Lire 99 nuits d’Yves Cabana et se réconcilier avec l’Amour

Il est si rare de croiser un livre intelligent et tout à la fois léger, brillant et ludique, où la musique stylistique offre une lecture en rythme, longues phrases ici, staccato là, que bouder son plaisir est ici interdit.
Malgré la base de cette histoire qui ne prête pas à sourire, le tournemain avec lequel Yves Cabana a su tordre le cou aux idées reçues, digresser à bon escient, et déconstruire le mythe des quatre-vingt-dix-neuf nuits est à saluer. Et, en digne fils spirituel de Pierre Béarn, il soigne sa chute : chaque fin de chapitre se pique d’un bon mot, d’une phrase assassine, d’une image cinglante, d’une gifle au dogme commun. Vivifiante lecture qui nous remet dans le bon axe de la marche, empereurs impénitents que nous sommes tous, finalement, à enfiler les aventures comme d’autres les célèbres perles, forcément constants dans notre inconstance à continuer à croire que la prochaine sera la bonne. Mais à moins d’être ermite ou sage bonze enfermé dans une position de lotus toute revendicative, l’homo sapiens a le devoir de continuer, d’essayer tout le moins à conquérir le monde. Et donc, pour un homme, à commencer par la femme (sic).

 

Laquelle, pour le narrateur, si elle est bien plus jeune, n’en est pas la première, ni la seconde. Aussi, se croyant malin, et voulant que cette fois-ci le Grand Amour ne se saborde pas dans l’évanescence du poids du quotidien, il lui propose de partager non pas son appartement, mais… deux en un, en quelque sorte. Avec une double porte en son milieu : chacun chez soi conservant ainsi son jardin secret, solitaires mais solidaires, en quelque sorte. Toute cela n’a qu’un temps, puisqu’un beau jour, la belle s’enferme définitivement de son côté. Et le mari de questionner à la criée…

 

Mes points d’interrogation s’enlisent dans les édredons de ses points de suspension. Elle dit : donne-moi du temps. Je dis : je t’ai donné ma vie, c’est tout le temps que j’ai, mais du temps pour quoi faire ? Elle dit : on n’est pas obligés de vivre comme tout le monde.
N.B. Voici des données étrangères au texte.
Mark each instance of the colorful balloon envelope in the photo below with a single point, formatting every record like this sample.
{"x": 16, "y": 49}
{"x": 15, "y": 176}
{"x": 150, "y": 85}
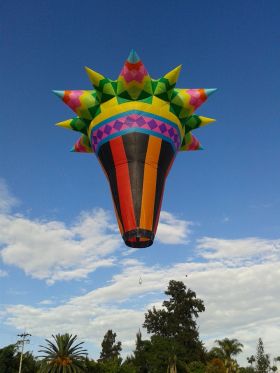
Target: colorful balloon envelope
{"x": 135, "y": 125}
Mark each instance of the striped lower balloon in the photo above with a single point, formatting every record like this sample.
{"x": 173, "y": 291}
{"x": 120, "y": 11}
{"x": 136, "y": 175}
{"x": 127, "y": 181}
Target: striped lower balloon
{"x": 136, "y": 165}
Le risque me semble mince, je dis, tout le monde nous prend pour des fous et encore ils ne savent pas à quel point nous le sommes, car ils ne savent pas à quel point nous nous aimons.

 

Houellebecq expliquait dernièrement son succès en Israël et en Allemagne par le fait que ses romans étant fortement imprégnés par la philosophie, cela correspondait à l’attente de ce public. Nul doute qu’Yves Cabana a d’ores et déjà deux pays où la traduction de son roman fera sensation…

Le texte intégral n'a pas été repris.